Ethiopia: Risk Assessment
Country Risk Rating
|C||A very uncertain political and economic outlook and a business environment with many troublesome weaknesses can have a significant impact on corporate payment behavior. Corporate default probability is high.|
Business Climate Rating
|D||The business environment is very difficult. Corporate financial information is rarely available and when available usually unreliable. The legal system makes debt collection very unpredictable. The institutional framework has very serious weaknesses. Intercompany transactions can thus be very difficult to manage in the highly risky environments rated D.|
Growth not easing up
Economic activity remained strong in 2015 (fiscal year ends on 7 July), mainly driven by domestic demand. Exports of goods and services, however, contracted with the drop in oilseed and gold prices and declining revenue from tourism, while imports grew strongly. The manufacturing, construction and agricultural sectors showed strong momentum whilst the services sector, which continues to make the biggest contribution to growth, slowed.
Agricultural production suffered from the drought at the beginning of the 2016 fiscal year, but growth should continue to benefit from the implementation of a major public investment program, which is on-going within the 2nd Ethiopian Growth and Transformation Plan. This continues to be focused on improving transport, energy supply (including continuation of the Grand Renaissance Dam project), telecommunications and information technology associated infrastructures. The manufacturing sector is at the core of the new plan. The leather, shoe, textile and agri-food sectors will likely continue to be key driving forces in its expansion.

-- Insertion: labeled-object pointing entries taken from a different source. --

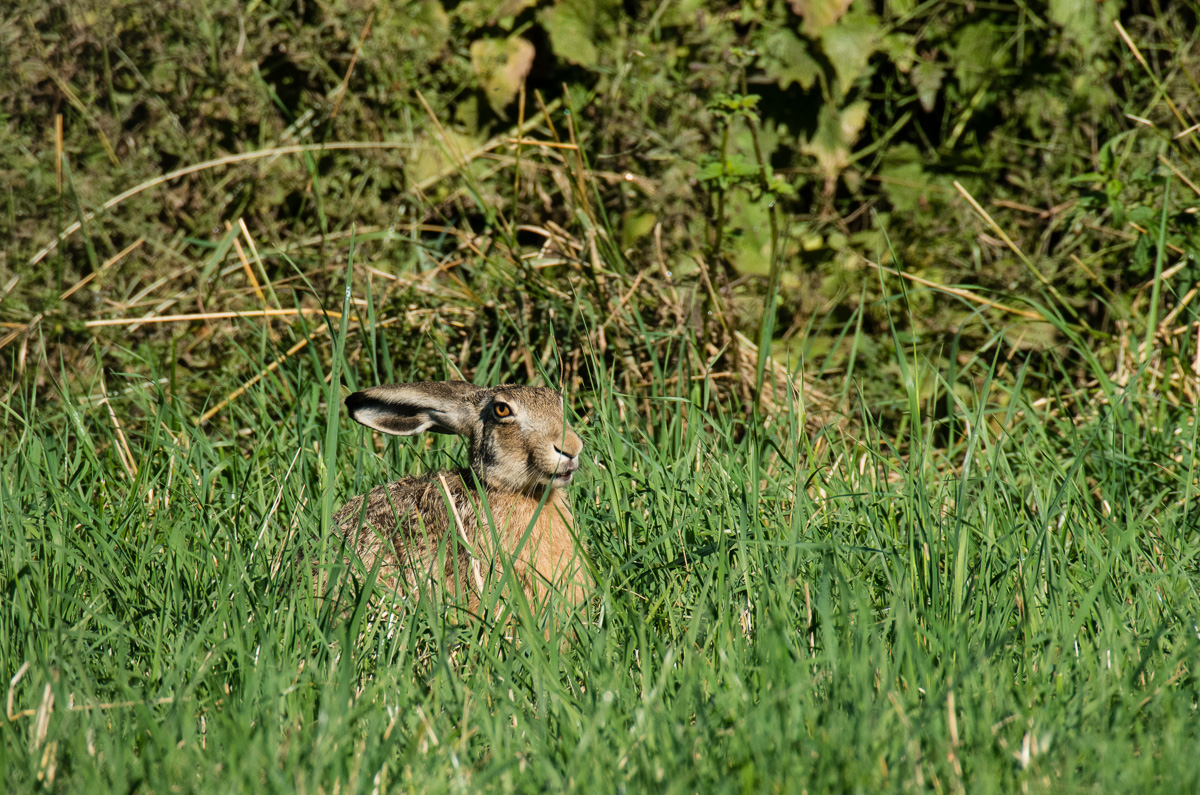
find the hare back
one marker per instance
(423, 539)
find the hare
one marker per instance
(455, 530)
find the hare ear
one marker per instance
(405, 410)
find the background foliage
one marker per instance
(879, 321)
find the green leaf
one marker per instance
(575, 27)
(978, 53)
(850, 45)
(927, 78)
(502, 64)
(785, 59)
(819, 15)
(837, 132)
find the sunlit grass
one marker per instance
(774, 609)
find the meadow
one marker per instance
(877, 323)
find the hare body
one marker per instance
(459, 530)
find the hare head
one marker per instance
(520, 441)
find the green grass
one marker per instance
(775, 611)
(970, 561)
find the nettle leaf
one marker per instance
(575, 27)
(477, 13)
(819, 15)
(904, 180)
(850, 45)
(501, 65)
(837, 132)
(927, 77)
(978, 53)
(785, 59)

Despite the progress made in economic terms and the prospects of more sophisticated product ranges, the country remains highly dependent on commodities, in particular agricultural, and as a result, vulnerable to climatic hazards and movements in global prices. There remains much work to be done to improve the business climate and competitiveness. Limited access to credit, red tape, weak infrastructure and lack of skilled labor are all disadvantages. Inflation, which stayed below 10% until mid-2015, is rising following the lack of rain and the resultant rise in food costs.

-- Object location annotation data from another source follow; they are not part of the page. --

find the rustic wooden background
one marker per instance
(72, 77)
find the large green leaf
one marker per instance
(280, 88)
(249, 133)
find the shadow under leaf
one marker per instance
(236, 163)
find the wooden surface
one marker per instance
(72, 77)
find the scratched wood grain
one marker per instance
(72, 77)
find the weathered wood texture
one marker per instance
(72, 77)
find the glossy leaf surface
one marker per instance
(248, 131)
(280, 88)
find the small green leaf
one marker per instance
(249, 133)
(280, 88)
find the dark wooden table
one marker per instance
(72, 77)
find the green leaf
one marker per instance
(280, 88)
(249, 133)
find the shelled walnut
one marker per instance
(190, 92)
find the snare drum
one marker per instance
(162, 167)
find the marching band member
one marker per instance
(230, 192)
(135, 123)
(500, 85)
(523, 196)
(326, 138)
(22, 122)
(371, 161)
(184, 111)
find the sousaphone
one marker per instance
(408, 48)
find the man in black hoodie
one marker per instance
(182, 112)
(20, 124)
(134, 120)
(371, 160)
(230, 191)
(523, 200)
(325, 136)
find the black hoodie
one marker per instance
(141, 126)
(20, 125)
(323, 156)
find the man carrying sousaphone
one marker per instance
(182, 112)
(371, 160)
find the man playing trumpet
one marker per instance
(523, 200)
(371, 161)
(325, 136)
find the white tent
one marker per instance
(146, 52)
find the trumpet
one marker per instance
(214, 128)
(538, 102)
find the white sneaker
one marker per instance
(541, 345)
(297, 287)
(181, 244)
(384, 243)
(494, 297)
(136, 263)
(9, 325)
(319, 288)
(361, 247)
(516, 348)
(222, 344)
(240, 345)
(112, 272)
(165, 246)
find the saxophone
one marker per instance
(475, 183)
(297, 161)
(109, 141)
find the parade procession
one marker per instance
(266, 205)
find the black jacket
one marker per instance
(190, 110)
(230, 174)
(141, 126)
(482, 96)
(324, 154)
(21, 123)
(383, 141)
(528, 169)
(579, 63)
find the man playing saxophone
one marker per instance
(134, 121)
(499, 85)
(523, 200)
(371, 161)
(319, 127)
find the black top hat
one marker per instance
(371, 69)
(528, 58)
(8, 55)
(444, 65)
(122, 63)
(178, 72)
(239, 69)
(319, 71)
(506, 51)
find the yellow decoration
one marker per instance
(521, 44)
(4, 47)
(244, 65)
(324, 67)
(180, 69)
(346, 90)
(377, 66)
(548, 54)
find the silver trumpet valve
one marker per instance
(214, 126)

Growing internal and external imbalances
The current account deficit increased in 2015 as a result of the decline in exports of goods and services (oilseeds, gold, travel) and the increase in imports. There was, however, a slight increase in coffee exports and expatriate workers' remittances. The current account deficit is likely to stabilize at a slightly lower level in 2016 and 2017 thanks to a recovery in exports, driven by light industry, horticulture and the sale of electricity, and a more reasonable rate of growth in imports. The fall in agricultural commodity prices should largely be offset by the fall in the cost of imported oil. However, the over-valuation of the Ethiopian currency (birr) will continue to drag down competitiveness. The possible rebalancing, in the medium-term, of economic growth in China (leading foreign investor), in favor of consumption, should have a positive impact for the country, which should continue to benefit from the relocation of Chinese companies. The increase in foreign direct investment and in government and SOEs borrowing helped boost currency reserves in 2015, although these still only represent two months of imports, which is not enough. The budget deficit is growing slowly as expenditure is increased on reducing poverty and on modernizing infrastructure. The public debt-to-GDP ratio should increase up until 2018 and then fall thanks to the completion of the ongoing public investment projects. However, whilst the sustainability of the debt is not in question, the danger of over-indebtedness has increased because of the wider use of non-concessional external borrowing.
A difficult regional context and enduring internal tensions
Ethiopia is in an unstable region with serious security and political stability issues. Relations between Ethiopia and Eritrea, formerly at war, remain tense. The instability in Somalia presents a threat to the security of its neighboring countries, including Ethiopia. Tensions also remain between Ethiopia and Sudan and Egypt concerning the Grand Renaissance Dam. Finally, domestically, the continued presence of separatist and rebel movements, as well as dissension between Christians and Muslims, has to be borne in mind. The Ethiopian People’s Revolutionary Democratic Front, which maintains its grip on the country, is likely to retain power until the next parliamentary elections (2020).